Professores assim costumam coletar o pagamento com regularidade. Mas é uma forma de charlatanismo!
1 - Carl Flesch, The Art of Violin Playing, volume 2, Carl Fischer, NY, 1930, pg. 125.
2 - Ibid. 2 pgs.126 e 127.
3 - Barbara Paull e Christine Harrison, The Athletic Musician, a guide to playing without pain, The Scarecrow Press, Inc. Lanham, Md, & London, 1997, pg. 6.

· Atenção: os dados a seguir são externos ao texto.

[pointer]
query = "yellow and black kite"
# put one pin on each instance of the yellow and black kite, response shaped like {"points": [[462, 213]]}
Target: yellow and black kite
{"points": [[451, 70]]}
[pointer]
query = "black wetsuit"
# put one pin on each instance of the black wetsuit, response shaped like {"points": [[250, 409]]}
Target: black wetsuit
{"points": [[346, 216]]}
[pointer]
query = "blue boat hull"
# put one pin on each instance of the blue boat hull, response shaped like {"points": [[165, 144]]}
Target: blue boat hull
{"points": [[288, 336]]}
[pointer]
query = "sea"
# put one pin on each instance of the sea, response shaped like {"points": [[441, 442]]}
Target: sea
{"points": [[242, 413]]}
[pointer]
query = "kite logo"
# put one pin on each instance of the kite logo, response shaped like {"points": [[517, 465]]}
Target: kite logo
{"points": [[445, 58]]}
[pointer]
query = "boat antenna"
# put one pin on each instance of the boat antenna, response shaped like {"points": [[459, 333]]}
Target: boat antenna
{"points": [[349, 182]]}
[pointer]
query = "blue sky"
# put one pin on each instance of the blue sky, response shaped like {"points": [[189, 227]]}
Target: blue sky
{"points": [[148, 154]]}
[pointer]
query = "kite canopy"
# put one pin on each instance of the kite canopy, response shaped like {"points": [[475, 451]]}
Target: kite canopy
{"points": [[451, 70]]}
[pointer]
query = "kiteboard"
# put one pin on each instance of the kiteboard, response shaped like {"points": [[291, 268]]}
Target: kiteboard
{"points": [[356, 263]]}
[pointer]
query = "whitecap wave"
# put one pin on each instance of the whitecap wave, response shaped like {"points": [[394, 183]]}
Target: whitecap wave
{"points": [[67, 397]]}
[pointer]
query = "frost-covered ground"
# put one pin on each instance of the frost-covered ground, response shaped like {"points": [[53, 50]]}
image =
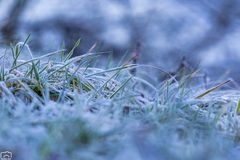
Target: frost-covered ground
{"points": [[205, 32], [55, 107]]}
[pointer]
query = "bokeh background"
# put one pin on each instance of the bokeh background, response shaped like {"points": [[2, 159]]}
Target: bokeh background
{"points": [[203, 33]]}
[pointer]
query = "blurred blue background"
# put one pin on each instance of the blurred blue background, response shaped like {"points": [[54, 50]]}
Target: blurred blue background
{"points": [[205, 33]]}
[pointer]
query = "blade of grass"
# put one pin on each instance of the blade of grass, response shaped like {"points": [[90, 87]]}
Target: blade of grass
{"points": [[121, 87], [212, 89]]}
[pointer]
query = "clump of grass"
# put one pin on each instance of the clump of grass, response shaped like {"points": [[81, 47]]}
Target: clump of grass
{"points": [[68, 109]]}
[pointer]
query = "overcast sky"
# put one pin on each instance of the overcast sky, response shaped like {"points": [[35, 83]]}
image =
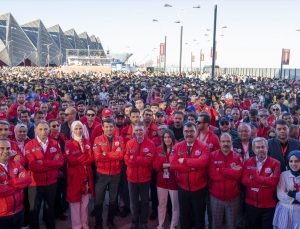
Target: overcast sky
{"points": [[257, 29]]}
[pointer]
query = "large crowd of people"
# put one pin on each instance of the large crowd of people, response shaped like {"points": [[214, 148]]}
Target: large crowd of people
{"points": [[222, 152]]}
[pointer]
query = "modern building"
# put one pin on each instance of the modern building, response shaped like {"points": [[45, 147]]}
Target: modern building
{"points": [[48, 52], [60, 40], [15, 46]]}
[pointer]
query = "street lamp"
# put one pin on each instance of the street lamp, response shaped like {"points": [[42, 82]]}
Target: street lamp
{"points": [[48, 51], [8, 47]]}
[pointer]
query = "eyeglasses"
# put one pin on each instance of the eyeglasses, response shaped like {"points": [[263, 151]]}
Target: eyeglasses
{"points": [[224, 123], [263, 116]]}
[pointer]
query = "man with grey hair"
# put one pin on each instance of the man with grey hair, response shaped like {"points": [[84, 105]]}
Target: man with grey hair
{"points": [[70, 113], [44, 159], [260, 177], [225, 171], [190, 161]]}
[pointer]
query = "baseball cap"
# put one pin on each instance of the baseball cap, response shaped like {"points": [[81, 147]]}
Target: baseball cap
{"points": [[106, 112]]}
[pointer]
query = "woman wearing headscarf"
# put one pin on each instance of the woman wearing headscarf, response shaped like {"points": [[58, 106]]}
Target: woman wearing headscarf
{"points": [[288, 192], [21, 136], [166, 183], [80, 179]]}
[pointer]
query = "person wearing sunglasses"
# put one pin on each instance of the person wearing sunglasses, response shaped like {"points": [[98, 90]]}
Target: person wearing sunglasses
{"points": [[225, 127]]}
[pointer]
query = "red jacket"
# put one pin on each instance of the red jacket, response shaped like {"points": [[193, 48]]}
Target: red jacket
{"points": [[80, 175], [11, 188], [167, 182], [127, 133], [224, 180], [109, 158], [211, 140], [151, 131], [138, 159], [261, 189], [16, 153], [191, 175], [46, 173]]}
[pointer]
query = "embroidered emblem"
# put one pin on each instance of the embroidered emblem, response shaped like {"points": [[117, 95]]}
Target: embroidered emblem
{"points": [[53, 150]]}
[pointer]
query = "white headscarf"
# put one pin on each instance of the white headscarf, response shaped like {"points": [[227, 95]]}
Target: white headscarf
{"points": [[85, 133]]}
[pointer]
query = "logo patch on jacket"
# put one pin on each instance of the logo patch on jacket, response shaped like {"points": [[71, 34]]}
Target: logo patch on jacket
{"points": [[15, 170], [53, 150], [268, 170], [197, 152]]}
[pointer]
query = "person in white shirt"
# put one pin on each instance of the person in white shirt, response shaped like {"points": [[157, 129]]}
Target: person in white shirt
{"points": [[288, 192]]}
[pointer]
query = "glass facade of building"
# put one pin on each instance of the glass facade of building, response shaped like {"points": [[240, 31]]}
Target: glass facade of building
{"points": [[15, 47], [35, 45], [61, 41]]}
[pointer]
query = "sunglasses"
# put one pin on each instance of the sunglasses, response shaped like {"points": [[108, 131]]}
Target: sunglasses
{"points": [[224, 123]]}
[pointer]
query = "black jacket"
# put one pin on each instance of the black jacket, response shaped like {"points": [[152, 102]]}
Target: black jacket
{"points": [[276, 152]]}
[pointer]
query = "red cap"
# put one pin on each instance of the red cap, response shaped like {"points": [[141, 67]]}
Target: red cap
{"points": [[106, 112]]}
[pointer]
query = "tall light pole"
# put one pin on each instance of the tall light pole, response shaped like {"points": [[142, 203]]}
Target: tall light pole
{"points": [[48, 53], [8, 48], [180, 53], [214, 43]]}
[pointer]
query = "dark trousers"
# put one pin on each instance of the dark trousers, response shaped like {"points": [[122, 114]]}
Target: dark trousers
{"points": [[259, 218], [139, 201], [192, 207], [102, 182], [36, 196], [12, 222], [123, 187], [61, 204], [153, 192]]}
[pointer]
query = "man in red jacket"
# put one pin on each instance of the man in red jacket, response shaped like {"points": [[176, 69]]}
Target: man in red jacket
{"points": [[190, 161], [138, 158], [260, 176], [225, 171], [44, 160], [13, 179], [205, 135], [108, 153]]}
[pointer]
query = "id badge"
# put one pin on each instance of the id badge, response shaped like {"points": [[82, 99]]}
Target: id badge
{"points": [[166, 174]]}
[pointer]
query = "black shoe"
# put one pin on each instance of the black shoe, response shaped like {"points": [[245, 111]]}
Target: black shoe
{"points": [[63, 217], [153, 215], [144, 226], [111, 225], [133, 226], [98, 226], [124, 213]]}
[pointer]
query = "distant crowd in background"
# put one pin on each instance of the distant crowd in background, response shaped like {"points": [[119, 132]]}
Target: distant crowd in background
{"points": [[207, 153]]}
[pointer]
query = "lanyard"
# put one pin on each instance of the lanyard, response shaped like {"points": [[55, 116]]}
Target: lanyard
{"points": [[296, 186], [284, 149]]}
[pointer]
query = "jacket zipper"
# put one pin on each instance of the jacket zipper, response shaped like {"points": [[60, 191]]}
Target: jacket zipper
{"points": [[137, 168]]}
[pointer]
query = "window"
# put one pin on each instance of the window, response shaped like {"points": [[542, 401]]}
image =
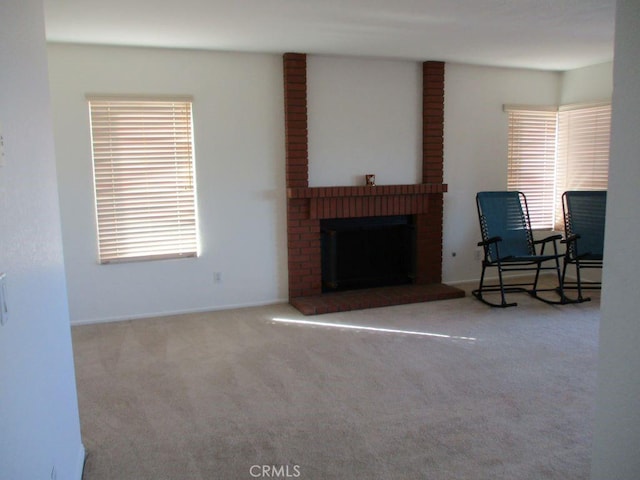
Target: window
{"points": [[531, 155], [552, 150], [144, 178]]}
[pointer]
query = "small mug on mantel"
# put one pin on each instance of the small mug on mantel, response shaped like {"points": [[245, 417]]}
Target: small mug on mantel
{"points": [[370, 180]]}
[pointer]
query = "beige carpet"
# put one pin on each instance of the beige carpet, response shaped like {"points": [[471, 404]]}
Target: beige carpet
{"points": [[447, 390]]}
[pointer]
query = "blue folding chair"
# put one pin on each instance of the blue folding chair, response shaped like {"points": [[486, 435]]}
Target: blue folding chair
{"points": [[584, 217], [508, 245]]}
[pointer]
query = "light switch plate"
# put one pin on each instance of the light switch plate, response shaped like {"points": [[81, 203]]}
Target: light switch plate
{"points": [[4, 311], [2, 159]]}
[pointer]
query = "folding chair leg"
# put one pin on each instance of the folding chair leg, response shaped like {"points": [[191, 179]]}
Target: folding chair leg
{"points": [[478, 293]]}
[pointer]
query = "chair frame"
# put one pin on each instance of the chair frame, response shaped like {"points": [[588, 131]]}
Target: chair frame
{"points": [[573, 254], [533, 262]]}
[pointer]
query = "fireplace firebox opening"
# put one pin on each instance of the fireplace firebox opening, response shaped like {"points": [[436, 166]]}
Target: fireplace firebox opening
{"points": [[367, 252]]}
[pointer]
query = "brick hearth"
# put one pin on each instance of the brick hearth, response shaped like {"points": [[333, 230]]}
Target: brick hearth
{"points": [[306, 206]]}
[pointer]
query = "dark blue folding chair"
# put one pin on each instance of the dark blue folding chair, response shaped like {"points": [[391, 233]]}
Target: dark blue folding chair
{"points": [[584, 217], [508, 244]]}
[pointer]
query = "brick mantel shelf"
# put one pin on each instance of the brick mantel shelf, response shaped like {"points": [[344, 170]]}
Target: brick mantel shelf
{"points": [[366, 201]]}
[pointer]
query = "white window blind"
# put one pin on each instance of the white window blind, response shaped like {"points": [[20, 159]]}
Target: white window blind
{"points": [[144, 178], [531, 157], [583, 150]]}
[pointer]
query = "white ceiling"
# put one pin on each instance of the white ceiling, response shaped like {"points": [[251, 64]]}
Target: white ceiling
{"points": [[540, 34]]}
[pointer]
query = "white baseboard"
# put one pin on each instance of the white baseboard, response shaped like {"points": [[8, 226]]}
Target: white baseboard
{"points": [[177, 312]]}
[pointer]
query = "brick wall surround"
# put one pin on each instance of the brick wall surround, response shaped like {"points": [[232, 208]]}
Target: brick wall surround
{"points": [[306, 206]]}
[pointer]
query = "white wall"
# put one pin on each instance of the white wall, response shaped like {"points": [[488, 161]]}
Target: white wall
{"points": [[617, 424], [588, 84], [364, 116], [239, 147], [39, 423], [475, 148]]}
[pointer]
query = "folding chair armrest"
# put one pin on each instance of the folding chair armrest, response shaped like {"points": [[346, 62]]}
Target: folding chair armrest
{"points": [[550, 238], [571, 238], [489, 241]]}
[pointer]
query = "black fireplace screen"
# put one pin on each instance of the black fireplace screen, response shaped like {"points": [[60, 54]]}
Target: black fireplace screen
{"points": [[367, 252]]}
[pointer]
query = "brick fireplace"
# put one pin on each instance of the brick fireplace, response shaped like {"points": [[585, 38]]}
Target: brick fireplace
{"points": [[307, 206]]}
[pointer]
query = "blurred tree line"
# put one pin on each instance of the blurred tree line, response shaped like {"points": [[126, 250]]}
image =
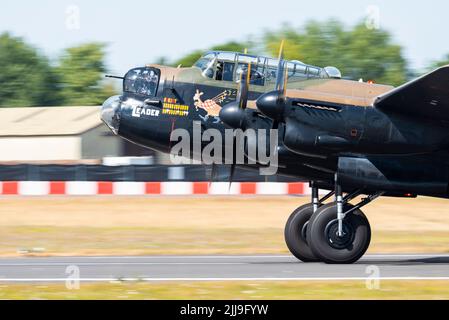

4 - Carl Flesch, The Art of Violin Playing, volume 2, Carl Fischer, NY, 1930, pg. 126.
5 - Ibid, página 126.
Comentários:
jeancastanho
07 de jul. de 2021
Gostei! O que seu Blog está promovendo é um dos raros momentos em que se discute assuntos que abrem a mente para a descoberta da verdade no meio musical, principalmente o erudito.
egonmattos
07 de jul. de 2021
Respondendo a jeancastanho
Obrigado, a ideia central é essa. Os brasileiros precisam saber a verdade sobre o que significa qualidade técnica e musical no processo de ensino/aprendizagem de violino. A ausência de qualidade não é um fenômeno exclusivamente brasileiro, é mundial. As universidades pararam de contratar professores em todas as áreas por serem apenas bons professores. As razões em geral são outras. No caso da música no resto do mundo é a fama e conexões políticas. No do Brasil diplomas de mestrado e doutorado e também a política. Muitos concursos são elaborados para contratar pessoas já previamente escolhidas. Constitui fraude! No meio particular há uma concorrência muitas vezes desleal e anti ética. Basta olhar o que alguns falam dos colegas no YouTube de modo descarado contra a concorrência. É vergonhoso! Que façam melhor!
Alexandre Sinicio
07 de jul. de 2021
Em síntese, um bom professor é aquele quem, além de uma boa compreensão e formação em pedagogia, deve saber absorver de forma analítica a condição mecânica, psicológica e cultura do aluno ao violino. Como diriam os nossos antepassados, é necessário calçar os sapatos do outro para poder "saber o outro" criando com isso condições de deslocar o aluno de seu lugar para alturas cada vez maiores e bem construídas na arte do violino.
egonmattos
07 de jul. de 2021
Respondendo a Alexandre Sinicio
É verdade, esta posição é muito delicada e exige maturidade do professor. O treinamento dado pelas escolas superiores de pedagogia ajudam. Não basta saber música e ser um bom atleta ao violino para ensinar bem. É importante descer do pedestal de artista para ser capaz de enxergar e resolver os problemas alheios!